26 de agosto de 2011

Cuando don Ricardo Jiménez se había retirado definitivamente de la política, dio unas declaraciones llenas de experiencia y sabiduría. No fue un tratado de ciencia política, sino de conocimiento psicológico de nuestro pueblo. Dijo entonces, en el año 1941, que el costarricense se enzarzaba en luchas importantes y secundarias, y frecuentemente parecía perder el rumbo, pero que al final, como las mulas viejas, sabía encontrar el camino a casa. Con el coraje que lo caracterizó siempre, afirmó que para preservar la libre empresa, fortalecerla y evitar su absorción por los “grandes trusts” –como les llamaban entonces a los monopolios extranjeros–, era necesario que aquí florecieran profesionales, comerciantes e industriales, y al mismo tiempo se preservara la agricultura y la ganadería. Que lo que el país tenia que construir era una mezcla, audaz e inteligente, entre liberalismo y socialismo, para tener la fuerza suficiente que le permitiera un diálogo más o menos equitativo con el gran capital extranjero. Hoy, Costa Rica se encuentra en una situación similar, pero infinitamente más grave.

Un sector quiere abandonar los valores y el estilo de convivencia que nos ha caracterizado, para adoptar valores y modelos que enterrarían lo que trazó los perfiles básicos de nuestra nacionalidad.

De otro lado, hay un sector importante que, añorando la manera histórica de ser costarricense, quiere volver a un mundo imposible de recuperar. Así, mientras algunos acumulan riqueza, asumen estilos de vida dispendiosos a costa de una nacionalidad que se fue para no volver y ven a Costa Rica como un punto de tránsito, una base para hacer negocios o un sitio –dadas sus bellezas naturales– para explotar turísticamente, otros quisieran detener la máquina del tiempo y revivir la Costa Rica bucólica a la que, aunque mucho la añoramos, tampoco podemos retornar.

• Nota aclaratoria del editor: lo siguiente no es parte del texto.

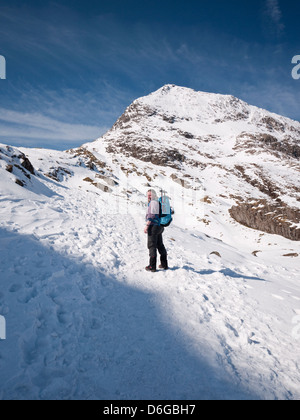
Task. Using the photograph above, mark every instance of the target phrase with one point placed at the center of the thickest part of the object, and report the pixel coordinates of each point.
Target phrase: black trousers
(155, 241)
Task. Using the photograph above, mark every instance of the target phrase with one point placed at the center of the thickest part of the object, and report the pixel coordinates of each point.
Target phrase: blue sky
(72, 67)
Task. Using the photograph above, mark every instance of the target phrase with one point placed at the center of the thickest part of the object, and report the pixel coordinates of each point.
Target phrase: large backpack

El camino que nos queda es una Costa Rica inclusiva, fortalecida en su mejor herencia, que defienda el agua, los mares y los demás recursos naturales. Combativa por sus derechos ciudadanos y dispuesta a no dejarse arrebatar el país por grupos sectoriales insensibles, que, según palabras de uno de los más altos dirigentes del Partido Liberación Nacional, han concentrado en muy pocas manos, con semejante modelo, más de veinticinco mil millones de dólares, gracias a la voracidad de los grupos de interés en que se ha fraccionado la clase dirigente.

Por eso, no puede continuar este sainete de ministros, presidentes ejecutivos y viceministros, faltos de norte, de dirección y de liderazgo, que van y vienen como si estuviéramos jugando “sillitas” y “la gallina ciega” al mismo tiempo.

Publicado en La Nación de Costa Rica del 26 de agosto de 2011.

One thought on “26 de agosto de 2011

  1. Jose Miguel Alfaro

    Totalmente de acuerdo con vos sobre el camino que nos queda.
    Apuesto a la calidad e integridad de nuestros líderes naturales de base, Fuenteovejuna organizada.
    ¿Que te parece?

    Un gran abrazo para vos, Marjorie y los tuyos.